Как я должна была зарабатывать все это время? Работа в театре была небезопасна, поскольку меня преследовал Маззиолини. Я не умела готовить, мыть или шить. У меня не было ни умения, ни желания зарабатывать подобным способом. Я не хотела загрязнить себя покорностью этих занятий, поскольку в противном случае мое лицо всегда носило бы отпечаток этих ремесел.
Я решила залечь к югу от реки, где все было дешевле. В некотором смысле мне было приятно находиться поблизости от того места, где Валентин занимался своими делами. Никто из его коллег, не считая Диззома, не узнал бы меня. Диззом редко покидал склад. Я могла спокойно ходить по тем улицам, опасаясь столкнуться лишь с возлюбленным. Я была всегда начеку, потому успела бы спрятаться, завидев его первой. Он же думал, что я в Венеции, потому ему не было нужды присматриваться к женщинам на улицах.
Я завела знакомство с одним кучером с помощью лести и показной беспомощности. Он посоветовал мне чистое место в одном из закоулков возле Лондонского моста, где его двоюродный брат держал пансион. Я сообщила, что я итальянка, трагически лишившаяся мужа во время заграничной поездки, и что я ожидаю перевод значительных сумм, причитающихся мне от состояния моего английского мужа. Между тем я сказала кучеру, а потом и его брату, что собираюсь пожить в крайней скромности и уединении.
Я добавила:
— Поскольку я сейчас нахожусь в стесненных материальных обстоятельствах, полагаю, что неразумно было бы жить на широкую ногу.
Хитрая хозяйка пансиона поглядела на мои дорогие одежды с удовлетворением.

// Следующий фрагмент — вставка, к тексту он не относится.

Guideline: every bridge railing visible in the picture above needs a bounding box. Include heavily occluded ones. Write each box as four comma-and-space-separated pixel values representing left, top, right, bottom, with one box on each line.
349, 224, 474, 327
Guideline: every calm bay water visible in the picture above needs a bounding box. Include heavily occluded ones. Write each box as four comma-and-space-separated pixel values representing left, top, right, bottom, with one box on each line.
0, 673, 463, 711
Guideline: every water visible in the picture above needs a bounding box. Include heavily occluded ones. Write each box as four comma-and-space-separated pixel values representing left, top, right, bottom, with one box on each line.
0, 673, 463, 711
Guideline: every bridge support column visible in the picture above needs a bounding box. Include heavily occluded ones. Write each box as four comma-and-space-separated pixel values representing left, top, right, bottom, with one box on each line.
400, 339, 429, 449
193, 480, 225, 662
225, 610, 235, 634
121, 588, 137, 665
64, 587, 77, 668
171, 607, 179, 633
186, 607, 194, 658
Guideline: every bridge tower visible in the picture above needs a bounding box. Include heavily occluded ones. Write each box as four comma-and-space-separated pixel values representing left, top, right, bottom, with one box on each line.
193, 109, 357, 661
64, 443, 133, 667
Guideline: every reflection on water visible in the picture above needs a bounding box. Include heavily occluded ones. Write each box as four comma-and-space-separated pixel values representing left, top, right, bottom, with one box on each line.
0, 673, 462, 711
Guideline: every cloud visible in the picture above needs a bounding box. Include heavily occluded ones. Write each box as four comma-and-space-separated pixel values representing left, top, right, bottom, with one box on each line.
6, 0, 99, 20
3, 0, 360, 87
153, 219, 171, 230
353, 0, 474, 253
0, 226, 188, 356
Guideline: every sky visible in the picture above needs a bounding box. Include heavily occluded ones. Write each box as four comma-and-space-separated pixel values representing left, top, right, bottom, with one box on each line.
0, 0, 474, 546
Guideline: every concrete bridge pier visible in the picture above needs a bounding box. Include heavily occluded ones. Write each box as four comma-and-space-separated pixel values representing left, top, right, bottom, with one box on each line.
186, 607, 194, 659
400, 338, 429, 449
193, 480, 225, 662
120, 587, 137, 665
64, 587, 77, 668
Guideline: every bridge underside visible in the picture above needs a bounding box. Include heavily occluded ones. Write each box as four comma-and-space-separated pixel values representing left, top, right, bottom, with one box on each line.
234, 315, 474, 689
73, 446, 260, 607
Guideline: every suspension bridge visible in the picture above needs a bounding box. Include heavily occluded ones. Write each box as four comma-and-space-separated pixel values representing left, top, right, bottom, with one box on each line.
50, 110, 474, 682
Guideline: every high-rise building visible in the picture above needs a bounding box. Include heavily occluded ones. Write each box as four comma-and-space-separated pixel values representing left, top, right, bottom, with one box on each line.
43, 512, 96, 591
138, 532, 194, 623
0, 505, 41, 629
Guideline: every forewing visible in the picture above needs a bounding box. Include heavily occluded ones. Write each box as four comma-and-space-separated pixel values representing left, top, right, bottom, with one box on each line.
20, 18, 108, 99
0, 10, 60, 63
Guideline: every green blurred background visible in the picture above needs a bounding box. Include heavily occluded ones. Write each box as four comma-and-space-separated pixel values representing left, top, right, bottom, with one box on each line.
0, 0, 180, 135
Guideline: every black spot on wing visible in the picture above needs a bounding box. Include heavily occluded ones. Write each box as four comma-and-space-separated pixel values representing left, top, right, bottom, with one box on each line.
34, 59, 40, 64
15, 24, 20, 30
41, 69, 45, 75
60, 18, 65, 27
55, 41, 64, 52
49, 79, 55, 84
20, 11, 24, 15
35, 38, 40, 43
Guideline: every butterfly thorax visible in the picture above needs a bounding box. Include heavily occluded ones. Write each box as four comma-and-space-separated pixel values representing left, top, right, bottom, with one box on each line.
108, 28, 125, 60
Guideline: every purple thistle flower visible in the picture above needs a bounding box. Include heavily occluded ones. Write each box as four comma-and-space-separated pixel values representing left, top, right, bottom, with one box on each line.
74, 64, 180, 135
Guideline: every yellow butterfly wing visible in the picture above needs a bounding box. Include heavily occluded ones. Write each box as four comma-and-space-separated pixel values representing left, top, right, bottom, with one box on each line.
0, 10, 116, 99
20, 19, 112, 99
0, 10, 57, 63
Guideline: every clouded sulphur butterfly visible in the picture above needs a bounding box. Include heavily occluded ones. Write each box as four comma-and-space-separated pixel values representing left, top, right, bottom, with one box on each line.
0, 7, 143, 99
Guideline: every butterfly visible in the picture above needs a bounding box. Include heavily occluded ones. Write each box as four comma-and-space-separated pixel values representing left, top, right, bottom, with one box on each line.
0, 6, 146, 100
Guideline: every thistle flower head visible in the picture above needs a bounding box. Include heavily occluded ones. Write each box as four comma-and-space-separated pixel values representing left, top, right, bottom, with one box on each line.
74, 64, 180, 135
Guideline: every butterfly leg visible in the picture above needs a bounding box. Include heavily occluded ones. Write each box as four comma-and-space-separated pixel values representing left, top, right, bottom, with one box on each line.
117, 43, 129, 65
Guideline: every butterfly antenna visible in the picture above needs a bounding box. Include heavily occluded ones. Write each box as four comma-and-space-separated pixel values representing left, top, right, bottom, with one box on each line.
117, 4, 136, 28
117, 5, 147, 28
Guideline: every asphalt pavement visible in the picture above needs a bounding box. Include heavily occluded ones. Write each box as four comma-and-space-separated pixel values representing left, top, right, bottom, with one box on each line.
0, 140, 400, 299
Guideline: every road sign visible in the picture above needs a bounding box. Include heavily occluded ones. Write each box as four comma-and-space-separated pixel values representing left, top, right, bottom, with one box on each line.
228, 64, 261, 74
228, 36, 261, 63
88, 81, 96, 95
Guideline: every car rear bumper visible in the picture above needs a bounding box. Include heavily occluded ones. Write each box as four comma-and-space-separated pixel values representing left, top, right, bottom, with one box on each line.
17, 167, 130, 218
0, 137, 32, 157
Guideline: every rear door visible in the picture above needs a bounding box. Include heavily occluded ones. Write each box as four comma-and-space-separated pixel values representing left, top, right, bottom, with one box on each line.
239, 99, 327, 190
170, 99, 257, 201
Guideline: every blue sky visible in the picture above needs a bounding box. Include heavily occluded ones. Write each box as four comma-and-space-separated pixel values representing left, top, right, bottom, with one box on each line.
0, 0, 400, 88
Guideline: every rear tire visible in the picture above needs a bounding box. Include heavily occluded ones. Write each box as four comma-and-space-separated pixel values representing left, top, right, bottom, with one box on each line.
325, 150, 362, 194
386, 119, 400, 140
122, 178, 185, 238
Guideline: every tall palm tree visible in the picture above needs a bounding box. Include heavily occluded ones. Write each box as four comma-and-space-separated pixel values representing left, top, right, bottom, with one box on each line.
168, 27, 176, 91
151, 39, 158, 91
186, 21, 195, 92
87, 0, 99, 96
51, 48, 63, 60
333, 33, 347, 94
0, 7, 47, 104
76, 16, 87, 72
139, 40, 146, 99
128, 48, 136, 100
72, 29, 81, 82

Я поняла, о чем она думает. Даже если моя история окажется ложью, моя одежда покроет расходы.
Я уселась на кровать. Простыни воняли дешевым мылом. Проспав несколько часов, я проснулась, и хозяйка подала мне какую-то серую кашу, которая, как она, вероятно, считала, подходит для недавно овдовевших женщин. По всей видимости, она планировала использовать мое горе, чтобы кормить меня самой дешевой едой.
Я одолела немного этой каши под ее зорким присмотром и объявила, что насытилась и теперь желаю немного погулять.
— После стольких дней и ночей, проведенных у одра умирающего мужа, мне кажется, прошли целые месяцы с тех пор, как я была на свежем воздухе.
Ее лицо искривила усмешка, и я поняла почему. Воздух Бенксайда едва ли можно было назвать свежим. Сюда лучше было бы приезжать с пахучими пастилками, засунутыми в ноздри, и шарфом, повязанным на лицо. Бенксайд вонял. Кожевни пахли мочой, пивоварни отрыжкой, а небо было затянуто летучими частичками сажи со стекольных заводов. Кучер предупредил меня, что здесь нет ни одного приличного заведения вроде кондитерской Моранди на Плейхаус-ярд. Подобные места можно было найти лишь в зажиточных северных районах города.